Current and emerging MR imaging techniques for the diagnosis and management of CSF flow disorders: a review of phase-contrast and time-spatial labeling inversion pulse

S Yamada, K Tsuchiya, W G Bradley, M Law, M L Winkler, M T Borzage, M Miyazaki, E J Kelly, J G McComb, S Yamada, K Tsuchiya, W G Bradley, M Law, M L Winkler, M T Borzage, M Miyazaki, E J Kelly, J G McComb

Abstract

This article provides an overview of phase-contrast and time-spatial labeling inversion pulse MR imaging techniques to assess CSF movement in the CNS under normal and pathophysiologic situations. Phase-contrast can quantitatively measure stroke volume in selected regions, notably the aqueduct of Sylvius, synchronized to the heartbeat. Judicious fine-tuning of the technique is needed to achieve maximal temporal resolution, and it has limited visualization of CSF motion in many CNS regions. Phase-contrast is frequently used to evaluate those patients with suspected normal pressure hydrocephalus and a Chiari I malformation. Correlation with successful treatment outcome has been problematic. Time-spatial labeling inversion pulse, with a high signal-to-noise ratio, assesses linear and turbulent motion of CSF anywhere in the CNS. Time-spatial labeling inversion pulse can qualitatively visualize whether CSF flows between 2 compartments and determine whether there is flow through the aqueduct of Sylvius or a new surgically created stoma. Cine images reveal CSF linear and turbulent flow patterns.

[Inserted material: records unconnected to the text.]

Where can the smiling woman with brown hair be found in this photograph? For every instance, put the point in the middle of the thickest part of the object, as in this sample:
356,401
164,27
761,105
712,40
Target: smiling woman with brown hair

© 2015 by American Journal of Neuroradiology.

Figures

Fig 1.
Fig 1.
A 26-year-old healthy male volunteer. A, Geometry for the oblique-axial CSF phase-contrast scan. The section is positioned axially at a 90° angle through the aqueduct of Sylvius (rectangle, A). Aliasing (B) occurs if a phase value is greater than the maximum expected velocity, causing the phase to wrap back to a multiple of π, appearing black (black arrow) when it should appear white (or vice versa). Uncorrected (dotted line) and corrected (solid line) flow waveforms in milliliters per second represent bidirectional flow through the aqueduct (C). Aliasing can be corrected off-line by adding a multiple of 2 × π × Venc to aliased pixels.
Fig 2.
Fig 2.
An 18-year-old healthy female volunteer. A, A series of midline sagittal images depicting pulsatile CSF flow, where flow magnitude and direction are represented as gray-scale. Flow changes from positive to negative and back to positive (white indicates peak caudal flow; black, peak cranial flow). B, Depiction of a series of axial images at the level of the aqueduct (arrow). In both series, every odd phase of the 16 cardiac phases that were acquired is displayed.
Fig 3.
Fig 3.
Hydrocephalus in a 74-year-old woman. The patient had undergone endoscopic third ventriculostomy. Patency of the fenestration on the floor of the third ventricle is readily and noninvasively confirmed postsurgery by the presence of CSF flow between the third ventricle and the basal cisterns (asterisk) emerging from the tagged region (dotted lines). (See On-line Video 1, which demonstrates postsurgical CSF flow between the third ventricle and the basal cisterns.)
Fig 4.
Fig 4.
Idiopathic normal pressure hydrocephalus in a 78-year-old man. Time-SLIP has consistently shown the presence of reflux flow from the third ventricle into the lateral ventricle in adult patients without hydrocephalus (A). This flow is shown to be restricted in NPH (B). Time-SLIP in the same patient confirms that this flow is restored after surgical intervention by inserting a CSF diverting shunt (C, artifacts on the right are from the shunt valve). (See On-line Videos 2 and 3, which demonstrate restricted flow and restored flow pre- and postsurgery, respectively.)
Fig 5.
Fig 5.
Chiari malformation in a 43-year-old woman pre- (top row) and post- (bottom row) surgery, shown at incremental TIs. Obliteration of the subarachnoid space at the craniocervical junction is associated with Chiari I malformation and a syrinx (top row, arrow). Following craniocervical decompression (bottom row, arrow), Time-SLIP shows CSF flow ventral to the brain stem and cervical spinal cord and a decrease in the size of the syrinx (bold arrow). (See On-line Videos 4 and 5, which demonstrate restricted flow and restored flow with a decrease in the size of the syrinx pre- and postsurgery, respectively.)